Fahrstuhl und Rolltreppe sind tabu

Nimm wann immer möglich die Treppe. Das geht nicht, weil du in den 10. Stock musst und niemals alle Treppenstufen schaffst? Dann laufe so weit wie du kannst und steige anschließend in den Aufzug. Wir sagen es auch nicht weiter! Mit der Zeit wirst du besser und kannst die Anzahl der Stockwerke, die du zu Fuß erklimmst, erhöhen.

Wechsle die Position

Nein, du musst dir keinen neuen Job suchen, nur weil dein Schreibtischjob wenig Bewegung zulässt. Wir meinen natürlich deine Sitzposition! Es hilft schon, deine Sitzposition regelmäßig zu ändern, um beweglich zu bleiben und deinen Körper nicht nur einseitig zu belasten.

Mach‘ Schluss mit Rückenschmerzen

Unter zu langem Sitzen leidet unsere Muskulatur und besonders auch Rücken und Nacken. Damit der Satz „Ich hab‘ Rücken“ schnell der Vergangenheit angehören kann, gibt es gezielte Rückenübungen fürs Büro. So kannst du trotz Büroarbeit fit bleiben.

Sprich direkt mit deinen Kollegen

Wie heißt es doch so schön: Aufstehen, aufeinander zugehen… Lösche also lieber gleich deinen E-Mail-Entwurf an deine Kollegin und gehe stattdessen ein paar Meter zum Büro deiner Kollegin, um mit ihr zu reden. Manchmal geht’s im direkten Austausch auch viel schneller! Auch den Gang zum Drucker oder zur Toilette darfst du deinem Bewegungskonto gutschreiben.

Ihr habt noch kein BGM in eurer Firma? Dann sprecht uns gerne an, wir helfen eurem Unternehmen ein betriebliches Gesundheitsmanagement einzuführen. Mehr dazu findet ihr hier: Betriebliches Gesundheitsmanagement

Gehe in der Mittagspause raus

Hole dir in deiner Mittagspause nicht nur etwas Leckeres zum Essen, sondern nutze die Gelegenheit, das Nützliche mit dem Angenehmen zu verbinden und lege eine kleine Extrarunde um den Block ein.
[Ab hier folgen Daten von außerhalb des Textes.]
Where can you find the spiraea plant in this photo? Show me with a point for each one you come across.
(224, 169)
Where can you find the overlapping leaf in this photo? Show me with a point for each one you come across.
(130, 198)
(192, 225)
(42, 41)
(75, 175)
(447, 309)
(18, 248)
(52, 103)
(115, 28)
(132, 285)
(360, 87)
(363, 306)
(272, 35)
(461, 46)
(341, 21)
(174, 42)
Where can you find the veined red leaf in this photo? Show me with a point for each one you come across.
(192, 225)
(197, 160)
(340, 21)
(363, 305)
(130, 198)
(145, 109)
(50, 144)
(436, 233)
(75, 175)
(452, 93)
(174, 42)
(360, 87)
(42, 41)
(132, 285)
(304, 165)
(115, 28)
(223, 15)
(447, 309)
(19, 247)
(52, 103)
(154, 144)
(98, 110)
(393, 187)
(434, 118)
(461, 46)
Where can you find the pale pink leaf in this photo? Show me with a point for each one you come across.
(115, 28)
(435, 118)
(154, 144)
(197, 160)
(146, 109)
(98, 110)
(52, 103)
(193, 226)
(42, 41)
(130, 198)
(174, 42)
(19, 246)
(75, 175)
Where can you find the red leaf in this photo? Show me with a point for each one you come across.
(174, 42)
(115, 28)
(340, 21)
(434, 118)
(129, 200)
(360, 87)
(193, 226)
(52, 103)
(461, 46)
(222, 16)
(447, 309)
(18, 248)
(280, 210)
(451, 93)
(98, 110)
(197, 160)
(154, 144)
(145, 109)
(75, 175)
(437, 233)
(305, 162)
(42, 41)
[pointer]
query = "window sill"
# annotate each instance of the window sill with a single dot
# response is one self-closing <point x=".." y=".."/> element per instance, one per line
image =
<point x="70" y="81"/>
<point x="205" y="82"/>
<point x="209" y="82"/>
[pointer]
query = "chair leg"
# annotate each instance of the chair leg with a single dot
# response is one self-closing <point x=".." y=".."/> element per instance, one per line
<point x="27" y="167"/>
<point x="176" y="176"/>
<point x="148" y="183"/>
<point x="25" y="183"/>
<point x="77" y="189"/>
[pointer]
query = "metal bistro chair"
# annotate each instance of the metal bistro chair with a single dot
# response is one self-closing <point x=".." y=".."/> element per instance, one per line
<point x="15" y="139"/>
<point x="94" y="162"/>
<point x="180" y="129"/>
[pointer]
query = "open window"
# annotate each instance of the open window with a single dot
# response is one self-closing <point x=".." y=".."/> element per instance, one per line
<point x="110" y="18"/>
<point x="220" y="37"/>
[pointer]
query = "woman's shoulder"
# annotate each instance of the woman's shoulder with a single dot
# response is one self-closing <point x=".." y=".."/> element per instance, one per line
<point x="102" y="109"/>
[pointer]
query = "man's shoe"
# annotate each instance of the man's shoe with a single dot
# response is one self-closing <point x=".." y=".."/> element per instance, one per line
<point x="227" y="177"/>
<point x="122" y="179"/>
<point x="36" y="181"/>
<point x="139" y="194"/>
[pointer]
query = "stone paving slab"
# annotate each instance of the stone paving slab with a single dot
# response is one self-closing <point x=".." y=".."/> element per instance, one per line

So kannst du außerdem noch ein wenig frische Luft schnappen und, sofern du nicht in Hamburg lebst, ein wenig Sonne tanken.

Erledige Tätigkeiten im Stehen

Noch besser als das Verändern der Sitzposition ist es natürlich, zwischendurch aufzustehen. Alle 60 Minuten aufzustehen, verhindert die negativen Auswirkungen zu langen Sitzens. Wer keine Smartwatch mit Erinnerungsfunktion fürs Aufstehen hat: ein auf dem Handy eingestellter Timer tut’s auch. Extra-Tipp: Vielleicht kann das nächste Meeting ja mal nicht am Konferenztisch stattfinden, sondern ein Stehtisch-Meeting werden?

Fällt es dir schwer, in deinem Alltag mehr Bewegung einzubauen oder hast du schon erfolgreich eigene Strategien gegen den Bewegungsmangel entwickelt?